PKS Tak Ajukan Revisi UU Ormas

Astri Novaria | 01 November 2017 17:44
Hidayat Nur Wahid. Foto: MI/M. Irfan
Hidayat Nur Wahid. Foto: MI/M. Irfan
Metrotvnews.com, Jakarta: Wakil Ketua Dewan Syuro Partai Keadilan Sejahtera (PKS) Hidayat Nur Wahid menyatakan partainya tidak akan mengajukan inisiatif usulan revisi atas UU Ormas. PKS berkukuh menolak beleid itu.

"Kami tidak menginisiasi dan kami tidak mengusulkan inisiasi. Sikap kami sudah selesai yaitu kami menolak perppu yang kemudian menjadi RUU atau menjadi UU Ormas," kata Hidayat di Gedung DPR RI, Jakarta, Rabu 1 November 2017.

Hidayat menegaskan sikap PKS terhadap Perppu Ormas sudah selesai dengan disahkannya perppu ini menjadi undang-undang pada Sidang Paripurna DPR. Lebih lanjut, kata dia, adalah hak Partai Demokrat dan partai-partai lain untuk mengusulkan rancangan revisi.
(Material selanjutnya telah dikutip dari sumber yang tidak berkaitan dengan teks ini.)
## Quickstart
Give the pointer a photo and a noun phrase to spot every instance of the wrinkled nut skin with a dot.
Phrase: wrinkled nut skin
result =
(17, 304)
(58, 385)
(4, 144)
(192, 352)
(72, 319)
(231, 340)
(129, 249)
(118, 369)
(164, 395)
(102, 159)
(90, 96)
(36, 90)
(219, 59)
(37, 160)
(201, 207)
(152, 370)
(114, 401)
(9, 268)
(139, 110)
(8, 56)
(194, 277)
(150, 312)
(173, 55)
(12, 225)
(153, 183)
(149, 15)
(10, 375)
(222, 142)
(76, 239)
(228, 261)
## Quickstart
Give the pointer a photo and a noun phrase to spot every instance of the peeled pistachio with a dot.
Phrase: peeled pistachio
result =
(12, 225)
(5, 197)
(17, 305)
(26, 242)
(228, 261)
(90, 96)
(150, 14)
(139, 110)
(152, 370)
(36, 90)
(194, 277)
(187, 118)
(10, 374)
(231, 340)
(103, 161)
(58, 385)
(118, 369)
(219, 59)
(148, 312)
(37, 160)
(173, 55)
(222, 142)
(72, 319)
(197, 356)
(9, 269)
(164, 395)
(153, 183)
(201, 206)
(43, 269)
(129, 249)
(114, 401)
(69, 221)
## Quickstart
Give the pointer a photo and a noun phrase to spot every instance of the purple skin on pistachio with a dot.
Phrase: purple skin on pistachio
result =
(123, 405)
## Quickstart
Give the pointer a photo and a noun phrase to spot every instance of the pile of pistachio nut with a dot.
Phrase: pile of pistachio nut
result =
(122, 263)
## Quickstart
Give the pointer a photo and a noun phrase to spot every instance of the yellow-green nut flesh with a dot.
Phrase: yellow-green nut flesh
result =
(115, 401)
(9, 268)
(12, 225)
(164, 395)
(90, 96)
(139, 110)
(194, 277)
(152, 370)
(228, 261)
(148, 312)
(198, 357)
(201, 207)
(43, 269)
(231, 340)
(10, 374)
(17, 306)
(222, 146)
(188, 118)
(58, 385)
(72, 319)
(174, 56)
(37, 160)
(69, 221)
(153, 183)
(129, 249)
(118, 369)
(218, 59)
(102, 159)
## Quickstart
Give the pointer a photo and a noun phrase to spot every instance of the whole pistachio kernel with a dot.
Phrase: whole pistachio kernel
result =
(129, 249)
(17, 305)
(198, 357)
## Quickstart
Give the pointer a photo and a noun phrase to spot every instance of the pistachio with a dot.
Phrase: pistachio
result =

Setiap undang-undang dapat direvisi dan usulan revisi bisa berasal dari DPR atau pemerintah.

Kendati tidak akan mengajukan revisi, Hidayat mempersilakan fraksi-fraksi lain untuk mengajukan usulan revisi. PKS akan melihat materi-materi yang diusulkan oleh fraksi lain untuk direvisi.

Secara pasif, lanjutnya, PKS juga akan ikut mengawasi jalannya revisi Perppu Ormas agar tak menyalahi prinsip. Jika revisi ini semakin menjauhkan bangsa dari prinsip-prinsip negara hukum, penghormatan hak asasi manusia, nilai-nilai Pancasila, dan UUD 1945, Hidayat memastikan PKS akan mengambil sikap tegas.

Baca: PAN: UU Ormas Rawan Disalahgunakan

"Kalau revisinya justru semakin merealisasikan kekhawatiran-kekhawatiran yang ada kemarin, tentu kami akan melakukan sikap tegas merevisi soal itu," ujarnya.

Hidayat juga menyinggung sikap pemerintah dalam revisi UU Ormas. Pemerintah melalui Kementerian Dalam Negeri menyampaikan tak akan mengusulkan revisi. Menurut dia, hal ini menyalahi komitmen pemerintah yang sebelumnya sepakat merevisi.

"Silakan publik mencatat karena kemarin kan dipahami seolah-olah ada kesepakatan di antara pemerintah dengan partai pengusung (untuk) melakukan revisi. Tapi, hari ini kita mendengarkan pernyataan dari pihak Kemendagri bahwa mereka tak mengusulkan revisi," kata dia.